The current work by Piñeiro-Ramos and colleagues is unique both in studying noninvasive biomarkers of neonatal encephalopathy and in using a much larger scale of analysis to present a dynamic picture of the metabolome from birth through completion of hypothermia. Urine sampling is noninvasive, preferable to serial blood sampling. Similarly, it has advantages over cord blood samples, which are not always available when concern for neonatal encephalopathy first arises, and over CSF, which is impractical for rapid decision making in some critically ill neonates. A potential limitation of urine sampling is that some severely affected neonates may have no or little urine output in the hours after birth; however, in this study neonates had urine adequate for testing before the initiation of hypothermia 6 h after birth. This study was also notable for an approach employing three complementary assays to assess several thousand candidate factors. This allows analysis to rely not on sole markers, but rather to incorporate a vastly larger data set. Longitudinal studies of biomarkers have the advantage of learning from the trajectory of results over time, rather than solely at birth or any other single time point. This has the potential to distinguish those neonates who, after starting from one presentation at birth with an associated risk of poor outcome, follow a course that portends worsening or increased risk, and therefore are most in need of additional interventions. In this way, monitoring of the dynamic evolution of brain injury through the metabolome might facilitate personalized medicine by indicating when and which babies would benefit from the escalation of treatment.

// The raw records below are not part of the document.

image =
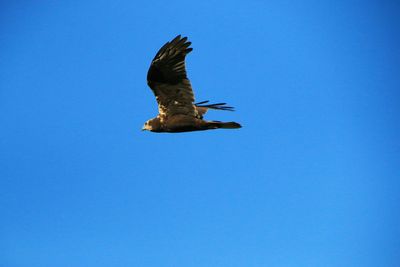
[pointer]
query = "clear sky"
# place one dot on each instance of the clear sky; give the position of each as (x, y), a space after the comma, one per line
(312, 178)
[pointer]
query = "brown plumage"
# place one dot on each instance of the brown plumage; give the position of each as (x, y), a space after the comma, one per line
(168, 80)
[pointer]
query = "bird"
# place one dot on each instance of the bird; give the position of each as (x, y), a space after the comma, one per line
(177, 110)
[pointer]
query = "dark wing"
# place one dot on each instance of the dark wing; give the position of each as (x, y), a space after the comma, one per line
(168, 80)
(203, 107)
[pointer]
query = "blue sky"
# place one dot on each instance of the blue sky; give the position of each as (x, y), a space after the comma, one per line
(312, 179)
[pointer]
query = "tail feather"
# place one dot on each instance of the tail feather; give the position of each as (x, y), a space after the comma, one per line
(220, 106)
(224, 125)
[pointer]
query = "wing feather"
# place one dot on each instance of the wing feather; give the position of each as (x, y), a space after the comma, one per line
(168, 80)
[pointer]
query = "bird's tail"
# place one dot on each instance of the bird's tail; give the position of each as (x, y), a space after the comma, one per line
(220, 106)
(223, 125)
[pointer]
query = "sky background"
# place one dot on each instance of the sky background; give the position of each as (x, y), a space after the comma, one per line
(312, 178)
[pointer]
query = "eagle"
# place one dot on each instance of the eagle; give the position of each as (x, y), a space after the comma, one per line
(177, 110)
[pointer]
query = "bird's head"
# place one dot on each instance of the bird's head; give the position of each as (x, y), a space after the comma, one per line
(147, 126)
(153, 125)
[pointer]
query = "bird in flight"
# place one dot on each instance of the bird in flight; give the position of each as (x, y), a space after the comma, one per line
(177, 110)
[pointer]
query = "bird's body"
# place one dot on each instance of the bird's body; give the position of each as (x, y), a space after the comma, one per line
(168, 80)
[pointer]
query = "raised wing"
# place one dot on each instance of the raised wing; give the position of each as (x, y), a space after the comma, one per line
(168, 80)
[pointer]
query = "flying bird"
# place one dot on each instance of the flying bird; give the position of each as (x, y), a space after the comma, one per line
(177, 110)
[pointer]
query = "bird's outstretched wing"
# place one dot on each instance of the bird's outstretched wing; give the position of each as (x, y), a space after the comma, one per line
(168, 80)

Among a large number of factors studied, the authors also note that pathway analysis demonstrated ten biochemical pathways impacted in this cohort. These findings likely reflect the disruption of multiple independent pathways underway in neonatal encephalopathy, each of which might be a target for intervention. Characterization of metabolic pathway disruptions among neonates with encephalopathy, particularly when paired with detailed phenotyping, may offer an avenue for future research to better understand the similarities and differences in underlying causes and processes of brain injury. Recent biomarker analysis found that despite similar presentations of neonatal encephalopathy with similar initial lactic acidosis, there are differing markers (vascular endothelial growth factor and interleukin-10) between those neonates who also had sentinel events vs those who did not, suggesting that the biomarkers might be useful to distinguish the causes of neonatal encephalopathy, leading to the common end clinical pathway.6

The findings reported here are promising, highlighting numerous opportunities for future work. A strength of this study is the inclusion of a cohort enrolled across multiple sites, which suggests generalizability. At the same time, as in all studies of biomarkers, the results must be independently validated in an external cohort prior. Similarly, the large quantity of data collection and analysis employed here has the potential to identify patterns with predictive power beyond what is possible from one or two biomarkers. At the same time, this larger-scale analysis would need to be proven feasible for a rapid turnaround to be clinically useful, and possible using equipment and analytic tools available to most neonatal intensive care units. Additional study would also be helpful to examine how tracking the urinary metabolome might best be used in combination with traditional tools for longitudinal assessment, such as clinical examination and EEG monitoring.

This research presents a new approach using numerous urinary analytes to identify biomarker patterns predictive of brain injury on MRI, with a very good ability to predict injury severity. Ultimately, converging lines of investigation may identify and validate candidate biomarkers for a “Neonatal Encephalopathy Panel” to provide a quantitative assessment of risk for brain injury at the bedside. While much work remains before that goal will be achieved, the addition of the large-scale urinary metabolome to the potential diagnostic arsenal is an encouraging step forward.